Four college students, three crooks and a camera. These are the fundamental ingredients for Mercer Island High School graduates Alex Ricciardi and Adam Goodman’s latest project.
This week, the two friends are producing “Crook,” an amateur film poking fun at amateur thieves.
Developing the idea nearly a year ago, Ricciardi and Goodman reunited during their winter break from college and scratched out the beginning of a film script. Soon they were on the phone calling up friends from high school — Denny Chapin, Brent Roberts, Sam Speer. Their very first movie-making team, back together again, ready for production.
“We’ve been making films since our first year at [Crest Learning Center]. It’s just something we would do,” said Ricciardi, who now attends Brooklyn College in New York.
But unlike their high-school productions — the most memorable being a mockumentary about Crest — “Crook” is the group’s first attempt at something serious.
“This one’s going to be really good,” Ricciardi said. “We’re preparing to show it at festivals. It’s a much larger endeavor than anything we’ve done before.”
What’s most exciting, the producer added, is that everyone’s returned with new talent and experience. Goodman, the director of “Crook,” spent a year working with McKenna-Gotlieb Productions, while Chapin, the group’s cinematographer, interned on the set of “The Immaculate Conception of Little Dizzle,” an indie feature backed by the Northwest Film Forum.
“This is our first serious attempt at something bigger, now that we’ve got more experience under our belts,” said Chapin, who studies philosophy at Beloit College in Wisconsin.

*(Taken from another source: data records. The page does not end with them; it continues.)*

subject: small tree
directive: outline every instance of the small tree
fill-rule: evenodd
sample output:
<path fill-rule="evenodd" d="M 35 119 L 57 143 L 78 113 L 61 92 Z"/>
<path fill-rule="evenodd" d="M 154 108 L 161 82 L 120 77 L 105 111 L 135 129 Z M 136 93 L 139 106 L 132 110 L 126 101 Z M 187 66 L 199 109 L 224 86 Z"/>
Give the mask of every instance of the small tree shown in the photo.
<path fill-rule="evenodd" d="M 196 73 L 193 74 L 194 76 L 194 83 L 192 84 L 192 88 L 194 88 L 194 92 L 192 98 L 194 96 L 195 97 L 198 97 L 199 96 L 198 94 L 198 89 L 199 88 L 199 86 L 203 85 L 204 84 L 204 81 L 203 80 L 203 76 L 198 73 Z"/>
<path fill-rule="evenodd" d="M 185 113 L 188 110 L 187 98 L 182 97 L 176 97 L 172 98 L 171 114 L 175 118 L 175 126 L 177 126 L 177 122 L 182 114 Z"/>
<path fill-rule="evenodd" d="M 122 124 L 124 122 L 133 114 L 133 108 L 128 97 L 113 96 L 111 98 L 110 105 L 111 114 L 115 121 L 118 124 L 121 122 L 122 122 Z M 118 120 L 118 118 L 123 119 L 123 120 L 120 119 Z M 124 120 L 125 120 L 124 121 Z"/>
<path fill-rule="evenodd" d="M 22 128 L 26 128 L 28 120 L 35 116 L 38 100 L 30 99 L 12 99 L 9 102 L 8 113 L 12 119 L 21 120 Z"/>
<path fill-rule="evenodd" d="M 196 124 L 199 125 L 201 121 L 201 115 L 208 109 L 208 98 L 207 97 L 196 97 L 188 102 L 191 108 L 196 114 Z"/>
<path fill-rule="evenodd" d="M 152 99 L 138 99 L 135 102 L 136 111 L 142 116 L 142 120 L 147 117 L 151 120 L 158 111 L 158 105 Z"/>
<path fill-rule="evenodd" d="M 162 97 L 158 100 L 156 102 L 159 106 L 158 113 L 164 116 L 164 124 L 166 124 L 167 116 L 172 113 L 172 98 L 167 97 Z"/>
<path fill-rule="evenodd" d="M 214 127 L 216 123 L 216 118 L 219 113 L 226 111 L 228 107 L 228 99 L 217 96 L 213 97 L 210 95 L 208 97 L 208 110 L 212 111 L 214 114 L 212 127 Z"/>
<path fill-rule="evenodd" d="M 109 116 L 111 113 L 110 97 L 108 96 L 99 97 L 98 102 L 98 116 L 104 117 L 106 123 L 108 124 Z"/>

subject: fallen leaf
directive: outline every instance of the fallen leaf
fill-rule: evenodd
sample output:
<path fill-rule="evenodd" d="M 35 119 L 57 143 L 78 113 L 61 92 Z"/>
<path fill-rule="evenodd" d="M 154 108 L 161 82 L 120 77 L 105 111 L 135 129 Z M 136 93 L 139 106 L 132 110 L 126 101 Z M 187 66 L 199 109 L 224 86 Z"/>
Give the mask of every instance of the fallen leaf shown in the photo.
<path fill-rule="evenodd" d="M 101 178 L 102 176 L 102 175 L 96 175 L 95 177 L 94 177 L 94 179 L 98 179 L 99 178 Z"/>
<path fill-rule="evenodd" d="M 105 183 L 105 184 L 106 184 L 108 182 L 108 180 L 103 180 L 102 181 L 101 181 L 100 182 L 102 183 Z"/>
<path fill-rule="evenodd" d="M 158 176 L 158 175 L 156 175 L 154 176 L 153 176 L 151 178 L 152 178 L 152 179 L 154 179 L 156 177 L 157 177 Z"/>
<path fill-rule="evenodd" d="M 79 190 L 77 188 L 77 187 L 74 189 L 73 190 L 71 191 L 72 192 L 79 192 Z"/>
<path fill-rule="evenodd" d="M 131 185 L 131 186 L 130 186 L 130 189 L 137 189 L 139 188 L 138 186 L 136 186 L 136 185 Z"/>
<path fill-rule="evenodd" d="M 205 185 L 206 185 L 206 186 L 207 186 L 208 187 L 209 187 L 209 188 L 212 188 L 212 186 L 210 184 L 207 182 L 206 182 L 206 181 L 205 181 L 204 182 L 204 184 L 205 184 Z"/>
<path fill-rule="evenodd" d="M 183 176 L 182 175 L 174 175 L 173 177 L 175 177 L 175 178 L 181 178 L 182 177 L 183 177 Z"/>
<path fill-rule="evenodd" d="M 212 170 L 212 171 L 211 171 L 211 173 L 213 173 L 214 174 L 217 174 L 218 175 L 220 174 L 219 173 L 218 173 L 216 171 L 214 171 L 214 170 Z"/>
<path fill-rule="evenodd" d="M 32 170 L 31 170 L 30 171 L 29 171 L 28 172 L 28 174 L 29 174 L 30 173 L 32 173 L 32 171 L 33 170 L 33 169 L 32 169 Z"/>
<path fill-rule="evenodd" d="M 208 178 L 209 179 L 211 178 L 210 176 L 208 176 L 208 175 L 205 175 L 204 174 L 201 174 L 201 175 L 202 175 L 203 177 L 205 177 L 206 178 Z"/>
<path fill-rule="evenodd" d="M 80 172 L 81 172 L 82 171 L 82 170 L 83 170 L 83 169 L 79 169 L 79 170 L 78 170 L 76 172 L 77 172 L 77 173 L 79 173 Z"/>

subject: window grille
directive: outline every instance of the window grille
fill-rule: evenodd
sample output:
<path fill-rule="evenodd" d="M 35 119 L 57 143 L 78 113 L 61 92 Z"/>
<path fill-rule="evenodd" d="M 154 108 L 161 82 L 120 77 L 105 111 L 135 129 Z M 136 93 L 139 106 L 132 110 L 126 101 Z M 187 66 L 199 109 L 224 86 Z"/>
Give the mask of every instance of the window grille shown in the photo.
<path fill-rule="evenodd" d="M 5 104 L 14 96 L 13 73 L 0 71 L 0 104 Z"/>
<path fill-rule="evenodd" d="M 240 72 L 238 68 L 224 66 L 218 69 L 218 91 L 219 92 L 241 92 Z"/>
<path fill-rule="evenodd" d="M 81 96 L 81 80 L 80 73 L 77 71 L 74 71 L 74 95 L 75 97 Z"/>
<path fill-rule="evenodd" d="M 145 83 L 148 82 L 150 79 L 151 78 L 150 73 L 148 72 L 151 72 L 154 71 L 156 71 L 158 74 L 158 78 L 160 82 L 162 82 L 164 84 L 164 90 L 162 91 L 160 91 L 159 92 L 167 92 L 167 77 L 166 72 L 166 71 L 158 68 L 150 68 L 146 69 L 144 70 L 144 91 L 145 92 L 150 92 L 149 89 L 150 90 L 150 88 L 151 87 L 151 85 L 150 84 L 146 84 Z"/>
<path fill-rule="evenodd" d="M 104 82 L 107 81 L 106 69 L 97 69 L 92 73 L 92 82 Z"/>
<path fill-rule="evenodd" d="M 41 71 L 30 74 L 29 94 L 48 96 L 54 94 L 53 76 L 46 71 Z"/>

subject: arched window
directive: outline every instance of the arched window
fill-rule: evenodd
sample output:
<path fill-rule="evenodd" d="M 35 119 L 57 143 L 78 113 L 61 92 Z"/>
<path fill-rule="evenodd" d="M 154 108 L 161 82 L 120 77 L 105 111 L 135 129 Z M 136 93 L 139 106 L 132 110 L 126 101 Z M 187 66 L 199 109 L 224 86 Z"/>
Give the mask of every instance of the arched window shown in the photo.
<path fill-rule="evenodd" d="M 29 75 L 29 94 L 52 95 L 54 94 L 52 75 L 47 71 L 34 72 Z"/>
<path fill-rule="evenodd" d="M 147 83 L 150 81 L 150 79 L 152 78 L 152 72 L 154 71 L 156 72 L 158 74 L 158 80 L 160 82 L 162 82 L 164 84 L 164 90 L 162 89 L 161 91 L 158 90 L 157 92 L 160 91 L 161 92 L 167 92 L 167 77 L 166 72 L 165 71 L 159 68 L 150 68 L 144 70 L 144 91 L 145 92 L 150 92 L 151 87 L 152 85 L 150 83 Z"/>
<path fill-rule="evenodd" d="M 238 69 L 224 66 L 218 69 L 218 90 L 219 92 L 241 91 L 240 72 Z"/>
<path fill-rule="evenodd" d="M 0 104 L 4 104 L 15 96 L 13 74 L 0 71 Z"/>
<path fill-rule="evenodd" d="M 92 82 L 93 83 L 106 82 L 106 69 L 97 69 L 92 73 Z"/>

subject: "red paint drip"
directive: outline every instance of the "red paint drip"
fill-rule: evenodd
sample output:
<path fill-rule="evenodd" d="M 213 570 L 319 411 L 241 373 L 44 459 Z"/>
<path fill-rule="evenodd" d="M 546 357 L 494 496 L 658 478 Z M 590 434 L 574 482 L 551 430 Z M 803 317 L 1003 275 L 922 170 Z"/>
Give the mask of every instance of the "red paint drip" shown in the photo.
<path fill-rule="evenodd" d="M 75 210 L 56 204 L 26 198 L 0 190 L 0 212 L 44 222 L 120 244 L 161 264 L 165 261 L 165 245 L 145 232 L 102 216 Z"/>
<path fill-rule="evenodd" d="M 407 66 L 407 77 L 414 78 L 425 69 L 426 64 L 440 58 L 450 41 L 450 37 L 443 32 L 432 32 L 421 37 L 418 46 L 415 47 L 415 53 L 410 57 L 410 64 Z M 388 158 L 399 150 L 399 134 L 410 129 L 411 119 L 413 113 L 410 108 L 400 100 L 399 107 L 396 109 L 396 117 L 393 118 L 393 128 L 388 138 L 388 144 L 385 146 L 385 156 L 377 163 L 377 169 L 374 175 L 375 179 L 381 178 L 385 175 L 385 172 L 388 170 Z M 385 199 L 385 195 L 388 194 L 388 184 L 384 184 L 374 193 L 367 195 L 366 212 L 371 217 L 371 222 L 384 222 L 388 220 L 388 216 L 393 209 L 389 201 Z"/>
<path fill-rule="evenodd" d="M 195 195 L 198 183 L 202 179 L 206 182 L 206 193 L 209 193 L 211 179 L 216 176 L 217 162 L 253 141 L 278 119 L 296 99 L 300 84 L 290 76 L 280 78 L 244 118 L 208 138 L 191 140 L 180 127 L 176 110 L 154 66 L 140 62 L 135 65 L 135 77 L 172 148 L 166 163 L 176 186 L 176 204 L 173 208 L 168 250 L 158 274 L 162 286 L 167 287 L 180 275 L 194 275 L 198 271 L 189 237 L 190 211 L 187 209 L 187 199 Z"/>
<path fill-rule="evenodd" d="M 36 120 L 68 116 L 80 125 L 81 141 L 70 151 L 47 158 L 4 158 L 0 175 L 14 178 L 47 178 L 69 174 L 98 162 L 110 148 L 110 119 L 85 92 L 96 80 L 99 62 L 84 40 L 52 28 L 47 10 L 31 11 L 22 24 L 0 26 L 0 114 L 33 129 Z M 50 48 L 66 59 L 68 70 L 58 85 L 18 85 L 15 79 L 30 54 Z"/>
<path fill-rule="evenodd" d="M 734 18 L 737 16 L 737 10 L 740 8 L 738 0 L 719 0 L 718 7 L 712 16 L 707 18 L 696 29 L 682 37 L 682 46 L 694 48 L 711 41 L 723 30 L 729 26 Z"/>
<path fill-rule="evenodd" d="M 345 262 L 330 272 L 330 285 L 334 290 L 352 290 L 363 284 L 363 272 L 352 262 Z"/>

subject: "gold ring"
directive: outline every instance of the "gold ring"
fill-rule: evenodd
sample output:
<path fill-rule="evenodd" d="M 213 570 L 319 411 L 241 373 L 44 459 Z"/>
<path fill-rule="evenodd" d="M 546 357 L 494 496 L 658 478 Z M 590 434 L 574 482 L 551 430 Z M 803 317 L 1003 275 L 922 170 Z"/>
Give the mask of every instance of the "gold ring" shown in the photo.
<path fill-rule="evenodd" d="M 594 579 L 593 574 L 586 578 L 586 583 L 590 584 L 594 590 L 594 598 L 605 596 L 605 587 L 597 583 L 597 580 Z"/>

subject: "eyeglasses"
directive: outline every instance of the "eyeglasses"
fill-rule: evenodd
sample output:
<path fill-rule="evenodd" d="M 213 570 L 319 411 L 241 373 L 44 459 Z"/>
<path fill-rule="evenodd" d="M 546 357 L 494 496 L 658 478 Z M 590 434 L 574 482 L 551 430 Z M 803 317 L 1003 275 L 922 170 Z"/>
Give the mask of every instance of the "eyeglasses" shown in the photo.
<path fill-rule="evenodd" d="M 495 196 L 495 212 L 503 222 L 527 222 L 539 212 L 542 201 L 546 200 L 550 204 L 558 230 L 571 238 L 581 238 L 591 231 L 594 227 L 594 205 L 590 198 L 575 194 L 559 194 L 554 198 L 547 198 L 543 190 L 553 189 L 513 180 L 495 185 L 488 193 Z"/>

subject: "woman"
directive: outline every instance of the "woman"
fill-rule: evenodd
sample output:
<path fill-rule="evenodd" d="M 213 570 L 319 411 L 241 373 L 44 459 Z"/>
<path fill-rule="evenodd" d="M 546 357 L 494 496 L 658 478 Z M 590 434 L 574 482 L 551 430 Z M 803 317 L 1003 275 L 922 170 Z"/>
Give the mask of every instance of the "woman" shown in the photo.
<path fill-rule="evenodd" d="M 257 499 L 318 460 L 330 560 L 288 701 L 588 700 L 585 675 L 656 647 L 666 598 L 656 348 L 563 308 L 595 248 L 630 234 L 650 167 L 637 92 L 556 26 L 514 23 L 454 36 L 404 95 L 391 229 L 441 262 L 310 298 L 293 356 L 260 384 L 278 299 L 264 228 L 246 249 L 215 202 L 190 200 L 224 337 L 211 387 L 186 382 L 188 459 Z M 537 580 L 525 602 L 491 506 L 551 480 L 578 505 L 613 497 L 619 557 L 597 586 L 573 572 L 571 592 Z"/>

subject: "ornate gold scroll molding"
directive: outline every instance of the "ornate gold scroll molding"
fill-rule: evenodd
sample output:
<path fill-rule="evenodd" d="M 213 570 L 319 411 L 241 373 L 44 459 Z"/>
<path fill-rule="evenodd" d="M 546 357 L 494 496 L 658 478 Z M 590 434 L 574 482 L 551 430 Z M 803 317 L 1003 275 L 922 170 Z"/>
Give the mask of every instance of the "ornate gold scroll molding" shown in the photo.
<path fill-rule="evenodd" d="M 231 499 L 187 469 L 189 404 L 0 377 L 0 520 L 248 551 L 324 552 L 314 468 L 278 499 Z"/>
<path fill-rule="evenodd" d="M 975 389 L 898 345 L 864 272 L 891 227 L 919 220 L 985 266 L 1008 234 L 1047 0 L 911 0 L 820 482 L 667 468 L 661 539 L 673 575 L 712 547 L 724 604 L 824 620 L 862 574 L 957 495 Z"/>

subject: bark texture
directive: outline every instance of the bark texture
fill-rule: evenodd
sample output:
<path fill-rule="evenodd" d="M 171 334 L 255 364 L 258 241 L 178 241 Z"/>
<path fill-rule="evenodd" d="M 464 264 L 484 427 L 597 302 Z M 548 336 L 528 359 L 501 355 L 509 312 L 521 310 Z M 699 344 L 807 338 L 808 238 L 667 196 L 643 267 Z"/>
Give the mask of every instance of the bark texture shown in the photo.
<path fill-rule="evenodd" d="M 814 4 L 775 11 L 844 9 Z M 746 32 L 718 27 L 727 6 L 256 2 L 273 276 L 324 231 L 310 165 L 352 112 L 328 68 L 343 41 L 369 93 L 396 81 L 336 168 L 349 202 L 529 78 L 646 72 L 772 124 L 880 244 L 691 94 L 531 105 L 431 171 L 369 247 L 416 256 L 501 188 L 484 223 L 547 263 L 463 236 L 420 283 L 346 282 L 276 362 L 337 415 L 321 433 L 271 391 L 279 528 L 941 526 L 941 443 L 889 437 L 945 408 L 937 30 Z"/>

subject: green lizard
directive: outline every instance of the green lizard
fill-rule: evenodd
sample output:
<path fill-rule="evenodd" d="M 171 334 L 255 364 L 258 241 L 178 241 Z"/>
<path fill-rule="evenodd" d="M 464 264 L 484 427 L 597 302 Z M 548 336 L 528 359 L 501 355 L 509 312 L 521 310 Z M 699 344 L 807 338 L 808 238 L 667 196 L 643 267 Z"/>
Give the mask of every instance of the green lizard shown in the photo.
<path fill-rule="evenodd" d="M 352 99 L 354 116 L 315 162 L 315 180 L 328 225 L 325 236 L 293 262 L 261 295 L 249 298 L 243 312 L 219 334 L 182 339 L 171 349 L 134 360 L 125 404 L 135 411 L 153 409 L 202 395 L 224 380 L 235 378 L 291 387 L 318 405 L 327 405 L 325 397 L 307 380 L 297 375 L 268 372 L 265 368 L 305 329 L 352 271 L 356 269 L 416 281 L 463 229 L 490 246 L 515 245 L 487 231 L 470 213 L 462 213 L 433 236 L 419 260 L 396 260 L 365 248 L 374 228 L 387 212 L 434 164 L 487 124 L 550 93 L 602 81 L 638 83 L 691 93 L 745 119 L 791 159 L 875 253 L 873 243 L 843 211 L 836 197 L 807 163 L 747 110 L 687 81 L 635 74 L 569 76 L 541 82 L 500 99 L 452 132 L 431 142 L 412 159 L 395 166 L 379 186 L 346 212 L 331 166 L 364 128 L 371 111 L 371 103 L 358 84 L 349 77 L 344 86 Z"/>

Asked about his decision to separate film from academics, Chapin said that when it comes to making movies, experience outweighs education. “Learning how to make a film is much more experiential than it is something you read in a book.”
Ricciardi shares this observation.
“I enjoy learning about film studies, but beyond that, when it comes to the actual production aspect, I don’t think film school has been a terribly beneficial thing. I’ve actually switched my major from film production to film studies because of this,” he said.
Over the past six months, Goodman and Ricciardi have spent countless hours writing and re-writing the 40-page script. And now that each actor has a copy, the script’s open to improvisation. But that’s half the fun of it, the film makers agree.
“When Adam [Goodman] and I were creating this script, we were really trying to write it around the characters and the comedy — not the other way around,” he said. “Adam plays the lead role — he’s Mr. Crook — and Brent [Roberts] plays the second crook who’s a little more by the book. The dynamic between the characters, that’s the comedy.”
Watching Ricciardi, Chapin and Roberts discuss the film — half joking, half serious — around a small table at the North-end QFC, it’s clear the group of friends love working together. At times, this can be a double-edged sword, according to Ricciardi.
“As assistant director my job will be keeping people on task, and it’s kind of hard because you don’t want things to devolve into just hanging out with your friends,” he explained.
However, after spending more than $500 to rent professional sound and lighting equipment, the crew is taking its six-day production deadline seriously.
“It’s sort of naive of us to think that we can shoot 40 minutes in two weeks, but we’ve got everything rented so we have to get it done,” Chapin said.
The team is filming most of “Crook” on Mercer Island, although the setting could be anywhere in the Northwest. After the movie is complete, Ricciardi and Goodman plan to organize a premier on Mercer Island in August to raise local attention. Then Ricciardi will take “Crook” off to New York, where he’ll push it with film festival organizers. And maybe, just maybe, their little Island film will become a star.